Later, it will ask for sharing your email address with the EFF(Electronic Frontier Foundation), so type Y if you want to share or N if you do not want to share your email address:

- - - - - - - - - - - - - - - - - - - - - - - - - - - - - - - - - - - - - - - - Would you be willing to share your email address with the Electronic Frontier Foundation, a founding partner of the Let's Encrypt project and the non-profit organization that develops Certbot?
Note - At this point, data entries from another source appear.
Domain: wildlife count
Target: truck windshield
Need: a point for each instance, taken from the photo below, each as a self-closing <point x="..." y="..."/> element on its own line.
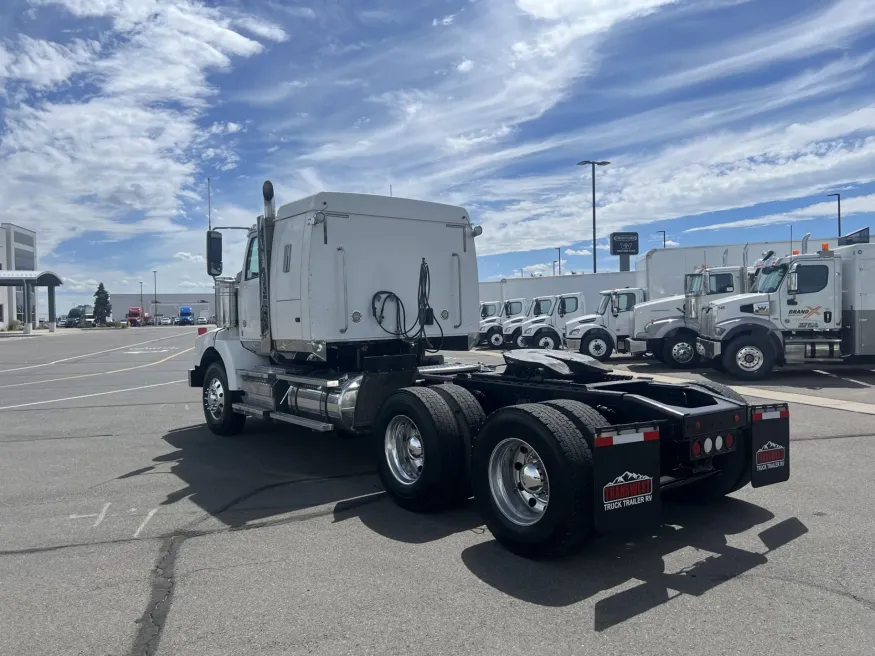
<point x="693" y="283"/>
<point x="770" y="278"/>
<point x="543" y="306"/>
We'd like to send you email about our work encrypting the web, EFF news, campaigns, and ways to support digital freedom. - - - - - - - - - - - - - - - - - - - - - - - - - - - - - - - - - - - - - - - - (Y)es/(N)o: N

You will get the following prompt if you need both www and non-www, best practice you should allow both by typing 1,2 and pressing Enter:

Which names would you like to activate HTTPS for? - - - - - - - - - - - - - - - - - - - - - - - - - - - - - - - - - - - - - - - - 1: your_domain 2: www.your_domain - - - - - - - - - - - - - - - - - - - - - - - - - - - - - - - - - - - - - - - - Select the appropriate numbers separated by commas and/or spaces, or leave input blank to select all options shown (Enter 'c' to cancel): 1,2

Best practice you should redirect HTTP traffic to HTTPS, and removing HTTP access by typing 2 and pressing Enter:

Please choose whether or not to redirect HTTP traffic to HTTPS, removing HTTP access. - - - - - - - - - - - - - - - - - - - - - - - - - - - - - - - - - - - - - - - - 1: No redirect - Make no further changes to the webserver configuration. 2: Redirect - Make all requests redirect to secure HTTPS access. Choose this for new sites, or if you're confident your site works on HTTPS. You can undo this change by editing your web server's configuration. - - - - - - - - - - - - - - - - - - - - - - - - - - - - - - - - - - - - - - - - Select the appropriate number [1-2] then [enter] (press 'c' to cancel): 2

After answering all the questions, the installation will start, and you will have the new SSL certificate.